IKEA isn't the first retailer to propose "greener" shopping-bag options. For at least a decade, Whole Foods Markets, the Texas-based natural and organic grocery chain, has been giving customers a nickel or a dime back (depending on the store) for every bag they bring in and reuse. In recognition of Earth Day, for the entire month of April that will bump up to a dime in each of the company's 192 stores. In the past two years they have also sold more than 2 million reusable bags made from recycled plastic, according to a spokesperson.

In 2005 Wal-Mart began switching from petroleum-based to biodegradable corn-based plastic packaging. The plastic comes from NatureWorks, a division of Cargill Dow—whose parent company, Cargill, has come under fire for its distribution of genetically engineered corn. The giant retail chain also claims to have diverted "1,100 tons of plastic from landfills" on its Web site. (Wal-Mart representatives declined requests for an interview).

Meanwhile, local governments are trying to influence shoppers' behavior. San Francisco's Commission on the Environment attempted to mandate a 17-cent surcharge on each plastic and paper bag a shopper takes home in 2005, but Mayor Gavin Newsom ultimately rejected the plan. Now the city is considering an ordinance that plastic bags used in the 60 main chain stores in San Francisco be compostable, made from corn or potato starch, according to the commission's Jared Blumenthal. "It's likely that will pass, and of the city's 181 million plastic bags, that will probably add up to 150 million."

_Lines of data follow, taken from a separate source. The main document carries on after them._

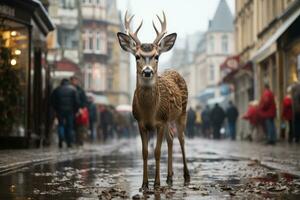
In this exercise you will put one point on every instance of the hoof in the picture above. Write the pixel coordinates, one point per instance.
(170, 180)
(144, 187)
(156, 185)
(187, 178)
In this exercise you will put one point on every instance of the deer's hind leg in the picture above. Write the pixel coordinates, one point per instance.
(144, 137)
(180, 125)
(170, 136)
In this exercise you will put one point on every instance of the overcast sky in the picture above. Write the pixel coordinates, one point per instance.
(183, 16)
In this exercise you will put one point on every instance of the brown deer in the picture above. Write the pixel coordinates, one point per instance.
(158, 100)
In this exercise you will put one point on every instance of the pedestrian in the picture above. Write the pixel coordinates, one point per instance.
(296, 111)
(198, 121)
(217, 119)
(206, 124)
(191, 117)
(267, 111)
(80, 129)
(104, 122)
(65, 102)
(287, 113)
(232, 114)
(92, 108)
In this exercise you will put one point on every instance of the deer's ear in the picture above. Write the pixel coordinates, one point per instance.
(167, 42)
(126, 42)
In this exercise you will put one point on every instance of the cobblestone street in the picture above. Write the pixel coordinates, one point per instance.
(219, 169)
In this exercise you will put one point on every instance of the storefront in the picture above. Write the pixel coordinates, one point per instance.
(24, 76)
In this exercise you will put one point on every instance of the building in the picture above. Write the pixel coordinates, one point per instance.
(86, 36)
(24, 73)
(182, 60)
(212, 48)
(267, 43)
(118, 60)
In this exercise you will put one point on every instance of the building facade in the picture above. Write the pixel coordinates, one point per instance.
(86, 35)
(213, 48)
(267, 44)
(24, 73)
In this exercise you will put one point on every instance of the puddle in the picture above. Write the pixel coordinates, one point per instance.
(119, 175)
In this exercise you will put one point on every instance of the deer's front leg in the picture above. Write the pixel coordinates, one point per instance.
(170, 136)
(160, 134)
(144, 137)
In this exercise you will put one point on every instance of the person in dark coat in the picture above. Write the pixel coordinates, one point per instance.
(287, 113)
(92, 108)
(206, 125)
(105, 122)
(296, 111)
(81, 93)
(80, 130)
(267, 110)
(65, 102)
(190, 125)
(232, 114)
(217, 119)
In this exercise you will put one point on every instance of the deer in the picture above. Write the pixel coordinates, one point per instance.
(158, 101)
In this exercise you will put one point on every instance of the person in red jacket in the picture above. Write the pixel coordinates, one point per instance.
(287, 113)
(267, 111)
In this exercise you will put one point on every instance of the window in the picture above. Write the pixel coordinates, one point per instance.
(211, 72)
(103, 42)
(224, 43)
(298, 66)
(90, 77)
(212, 43)
(98, 42)
(67, 3)
(90, 41)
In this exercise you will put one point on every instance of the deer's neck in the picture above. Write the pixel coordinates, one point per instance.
(148, 97)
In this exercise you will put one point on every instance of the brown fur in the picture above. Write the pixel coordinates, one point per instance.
(163, 103)
(158, 100)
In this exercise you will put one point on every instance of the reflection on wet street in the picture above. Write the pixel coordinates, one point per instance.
(118, 174)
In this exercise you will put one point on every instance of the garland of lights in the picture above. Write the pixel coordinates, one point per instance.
(10, 86)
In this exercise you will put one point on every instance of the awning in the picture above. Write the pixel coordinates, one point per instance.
(99, 99)
(270, 46)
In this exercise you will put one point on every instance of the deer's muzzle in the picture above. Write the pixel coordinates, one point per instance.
(147, 72)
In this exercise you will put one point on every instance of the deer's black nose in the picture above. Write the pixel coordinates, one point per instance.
(147, 72)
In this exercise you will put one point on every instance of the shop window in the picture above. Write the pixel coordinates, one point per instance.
(225, 44)
(68, 4)
(98, 42)
(13, 78)
(298, 66)
(103, 47)
(211, 72)
(90, 40)
(211, 44)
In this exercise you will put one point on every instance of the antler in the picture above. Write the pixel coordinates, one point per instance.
(127, 27)
(159, 35)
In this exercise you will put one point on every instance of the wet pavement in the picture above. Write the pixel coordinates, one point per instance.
(219, 170)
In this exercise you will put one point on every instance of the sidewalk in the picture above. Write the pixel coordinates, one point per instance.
(11, 160)
(283, 156)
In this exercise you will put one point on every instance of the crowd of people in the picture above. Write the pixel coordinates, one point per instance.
(209, 123)
(218, 123)
(262, 115)
(79, 118)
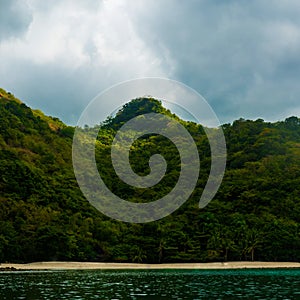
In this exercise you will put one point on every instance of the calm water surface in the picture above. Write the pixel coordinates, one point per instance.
(151, 284)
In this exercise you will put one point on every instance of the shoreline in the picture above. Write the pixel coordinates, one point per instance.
(60, 265)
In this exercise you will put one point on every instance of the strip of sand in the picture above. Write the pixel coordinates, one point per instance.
(102, 266)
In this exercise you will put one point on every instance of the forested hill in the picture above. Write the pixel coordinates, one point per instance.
(44, 216)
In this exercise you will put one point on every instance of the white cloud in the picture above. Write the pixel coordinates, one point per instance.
(243, 56)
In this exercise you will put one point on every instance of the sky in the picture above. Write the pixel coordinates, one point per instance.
(242, 56)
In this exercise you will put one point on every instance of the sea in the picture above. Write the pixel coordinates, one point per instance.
(151, 284)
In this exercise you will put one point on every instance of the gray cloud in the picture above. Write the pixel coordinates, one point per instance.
(242, 56)
(15, 17)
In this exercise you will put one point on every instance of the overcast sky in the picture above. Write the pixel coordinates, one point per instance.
(242, 56)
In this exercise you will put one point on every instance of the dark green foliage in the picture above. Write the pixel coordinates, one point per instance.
(44, 216)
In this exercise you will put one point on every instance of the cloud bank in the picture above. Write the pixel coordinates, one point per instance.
(242, 56)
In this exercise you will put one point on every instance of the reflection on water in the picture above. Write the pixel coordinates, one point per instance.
(151, 284)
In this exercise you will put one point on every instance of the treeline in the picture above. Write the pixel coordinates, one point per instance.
(44, 216)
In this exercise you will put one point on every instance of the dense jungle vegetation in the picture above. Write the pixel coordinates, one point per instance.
(44, 216)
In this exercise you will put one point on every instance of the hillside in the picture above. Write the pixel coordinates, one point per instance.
(44, 216)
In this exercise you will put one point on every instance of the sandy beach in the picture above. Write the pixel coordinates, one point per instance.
(95, 265)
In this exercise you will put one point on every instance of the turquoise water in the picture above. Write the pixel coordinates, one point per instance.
(151, 284)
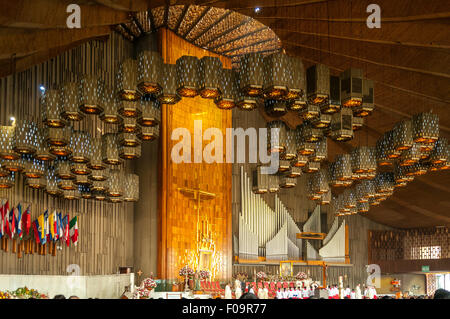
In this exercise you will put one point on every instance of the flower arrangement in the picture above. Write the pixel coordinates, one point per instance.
(149, 284)
(301, 276)
(261, 275)
(204, 274)
(186, 271)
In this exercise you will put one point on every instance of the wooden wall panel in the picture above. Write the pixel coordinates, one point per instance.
(178, 213)
(105, 229)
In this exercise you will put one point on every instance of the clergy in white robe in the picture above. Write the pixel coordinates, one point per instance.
(228, 294)
(266, 293)
(358, 292)
(238, 292)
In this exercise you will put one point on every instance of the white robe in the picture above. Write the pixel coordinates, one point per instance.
(228, 292)
(238, 292)
(358, 293)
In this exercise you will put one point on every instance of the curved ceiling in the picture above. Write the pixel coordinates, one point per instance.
(408, 58)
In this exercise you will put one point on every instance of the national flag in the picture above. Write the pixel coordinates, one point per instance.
(37, 234)
(12, 223)
(65, 225)
(26, 221)
(18, 221)
(74, 230)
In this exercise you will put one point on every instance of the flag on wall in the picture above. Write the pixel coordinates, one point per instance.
(74, 230)
(26, 221)
(18, 221)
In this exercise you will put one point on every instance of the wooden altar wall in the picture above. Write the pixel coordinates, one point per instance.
(177, 213)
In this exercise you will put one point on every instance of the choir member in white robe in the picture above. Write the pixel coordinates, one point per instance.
(358, 292)
(228, 294)
(305, 294)
(238, 292)
(260, 293)
(266, 293)
(347, 292)
(279, 294)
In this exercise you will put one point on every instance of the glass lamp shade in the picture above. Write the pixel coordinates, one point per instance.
(151, 112)
(351, 87)
(96, 162)
(7, 143)
(260, 181)
(210, 73)
(36, 182)
(274, 183)
(276, 137)
(297, 81)
(73, 194)
(52, 183)
(82, 180)
(277, 75)
(425, 127)
(251, 78)
(300, 161)
(33, 168)
(62, 169)
(439, 155)
(287, 182)
(333, 104)
(127, 81)
(100, 196)
(115, 183)
(169, 93)
(79, 169)
(310, 112)
(293, 172)
(51, 106)
(275, 108)
(318, 84)
(7, 181)
(85, 191)
(296, 105)
(25, 137)
(43, 151)
(367, 106)
(110, 114)
(80, 143)
(284, 166)
(69, 100)
(110, 150)
(320, 151)
(130, 153)
(228, 88)
(128, 139)
(322, 121)
(290, 151)
(129, 108)
(148, 133)
(357, 123)
(57, 136)
(131, 188)
(66, 184)
(188, 76)
(150, 69)
(91, 94)
(342, 125)
(311, 167)
(99, 174)
(16, 165)
(100, 186)
(129, 125)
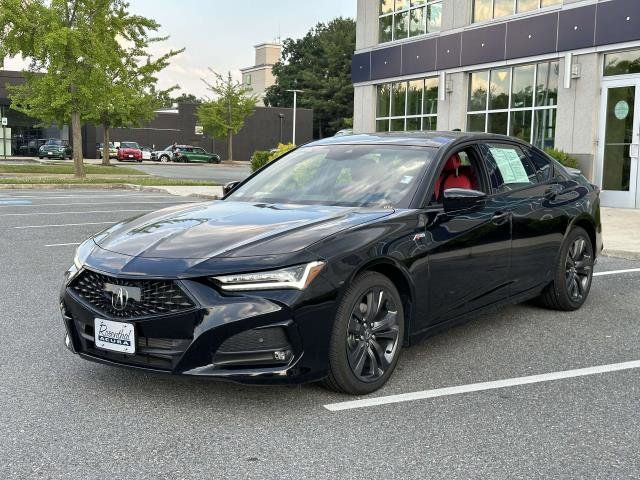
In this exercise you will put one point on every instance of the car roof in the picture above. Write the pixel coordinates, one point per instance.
(435, 139)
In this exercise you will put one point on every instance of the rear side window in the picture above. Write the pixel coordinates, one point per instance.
(508, 166)
(543, 166)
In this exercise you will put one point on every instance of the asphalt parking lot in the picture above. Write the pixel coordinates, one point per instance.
(222, 173)
(63, 417)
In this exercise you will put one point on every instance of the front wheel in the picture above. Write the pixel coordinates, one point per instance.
(574, 273)
(367, 336)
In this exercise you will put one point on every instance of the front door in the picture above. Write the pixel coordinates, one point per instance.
(619, 145)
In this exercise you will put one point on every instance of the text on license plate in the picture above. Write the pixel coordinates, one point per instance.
(114, 336)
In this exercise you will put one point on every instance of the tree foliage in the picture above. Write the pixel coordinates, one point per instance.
(225, 113)
(320, 64)
(74, 46)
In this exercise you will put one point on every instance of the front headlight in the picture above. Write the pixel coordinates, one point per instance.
(297, 277)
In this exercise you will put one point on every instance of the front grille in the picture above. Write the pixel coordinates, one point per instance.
(272, 338)
(158, 353)
(157, 297)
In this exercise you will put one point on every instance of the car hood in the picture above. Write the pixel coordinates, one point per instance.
(230, 229)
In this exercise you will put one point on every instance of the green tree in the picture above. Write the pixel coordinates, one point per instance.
(224, 115)
(320, 64)
(129, 100)
(186, 98)
(72, 45)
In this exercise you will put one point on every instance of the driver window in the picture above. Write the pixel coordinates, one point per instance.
(460, 170)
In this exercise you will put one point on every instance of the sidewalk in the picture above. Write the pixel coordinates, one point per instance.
(621, 232)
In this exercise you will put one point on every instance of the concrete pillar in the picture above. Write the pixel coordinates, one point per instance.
(578, 112)
(367, 24)
(452, 110)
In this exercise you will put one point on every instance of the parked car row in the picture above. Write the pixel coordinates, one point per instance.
(54, 148)
(184, 154)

On a smaller scale, Brooklyn's $27.5 million Park Slope Food Co-op has been discouraging its 12,800 members from using plastic bags for two decades and asks that they volunteer a few coins in return for their use, according to the co-op's Joe Holtz. "We say, 'We want you to pay for them, but we're going to leave it up to the honor system'," he says. When people join the market, they are given a cotton mesh bag, which the co-op also sells, along with reusable 54-cent plastic sacks like IKEA's Big Blue Bag. "They're plastic but much better for the environment if people use them every week," says Holtz. "You use a lot less plastic overall if you use them 200 times. I've been using some of mine four or five years." When was the last time you could say that about the bag you brought your groceries home in?